The review by Wei et al. (2024) discussed two key frameworks for plasma modelling: MHD for thermal plasmas and Boltzmann’s equation for non-thermal plasmas. These frameworks serve as a solid basis for exploring plasma properties and their assumptions. Simulation of the electrical parameters of the NTP system under atmospheric pressure is essential for enhancing plasma processing performance. Despite progress, atmospheric plasma processing simulation remains in early development, facing significant challenges in achieving accurate diagnostics and automated control. Additionally, the modelling of atmospheric non-thermal plasma generation is still undeveloped, requiring further investigation into plasma kinetics and experimental validations.
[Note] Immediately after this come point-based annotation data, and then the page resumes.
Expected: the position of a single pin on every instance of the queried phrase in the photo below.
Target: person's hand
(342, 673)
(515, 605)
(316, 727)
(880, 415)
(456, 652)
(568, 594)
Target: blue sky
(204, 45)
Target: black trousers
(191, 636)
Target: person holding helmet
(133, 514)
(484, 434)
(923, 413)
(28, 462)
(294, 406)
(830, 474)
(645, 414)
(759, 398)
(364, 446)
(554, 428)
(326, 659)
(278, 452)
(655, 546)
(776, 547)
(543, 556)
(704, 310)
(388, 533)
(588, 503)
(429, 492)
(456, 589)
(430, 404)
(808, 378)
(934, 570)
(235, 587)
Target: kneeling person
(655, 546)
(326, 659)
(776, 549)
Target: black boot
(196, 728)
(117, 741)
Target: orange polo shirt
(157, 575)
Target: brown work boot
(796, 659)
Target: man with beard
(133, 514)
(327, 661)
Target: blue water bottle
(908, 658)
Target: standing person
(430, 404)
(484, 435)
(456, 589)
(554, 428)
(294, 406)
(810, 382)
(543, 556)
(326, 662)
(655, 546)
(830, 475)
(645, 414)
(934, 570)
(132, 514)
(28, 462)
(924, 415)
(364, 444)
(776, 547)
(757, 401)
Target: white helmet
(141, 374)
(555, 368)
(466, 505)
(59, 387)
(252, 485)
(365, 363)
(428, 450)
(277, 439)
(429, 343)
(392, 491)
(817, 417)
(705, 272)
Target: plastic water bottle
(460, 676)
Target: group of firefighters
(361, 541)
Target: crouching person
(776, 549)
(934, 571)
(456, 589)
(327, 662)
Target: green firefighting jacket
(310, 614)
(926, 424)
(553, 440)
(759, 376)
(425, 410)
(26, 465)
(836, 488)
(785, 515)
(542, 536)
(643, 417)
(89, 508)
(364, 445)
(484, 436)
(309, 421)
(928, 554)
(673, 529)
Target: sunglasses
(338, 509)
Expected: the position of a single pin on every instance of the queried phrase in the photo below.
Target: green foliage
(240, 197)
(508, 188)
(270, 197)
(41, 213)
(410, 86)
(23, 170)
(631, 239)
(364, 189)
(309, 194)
The survey also addressed the issues related to chemical equilibrium and modelling attempts of process–factor interactions in the complex non-thermal plasma environment.

In a review article, Machmud and Chang et al. (2023) and Hua et al. (2022) evaluated the degradation methods for gaseous fluorinated compounds (FCs) and found NTP techniques superior to TP in terms of activity, durability, and energy efficiency. The authors emphasised the necessity of computational modelling and simulations to enhance understanding and predict optimal conditions for plasma catalytic reactions. System reaction simulations specified that the interaction of FCs with H₂ markedly improved the decomposition rate. Nonetheless, the simulation did not account for solid-state carbon formation. The reaction model outcomes revealed that FCs began to decompose at 285 K, leading to HF formation from FCs and H₂ re-association. Low operating temperatures allowed for the detection of various products, including HF, H₂O(g), CO, and CO₂. From these simulations, it was concluded that incorporating H₂ and O₂ enhances FC decomposition in NTP environments. A two-step simulation process was recommended to investigate ionised field distribution and its influence on FC decomposition using DCPTUN, a specialised MHD (magnetohydrodynamic equations) numerical code for plasma simulation in ANSYS software (Choi et al., 2011; Hur et al., 2001).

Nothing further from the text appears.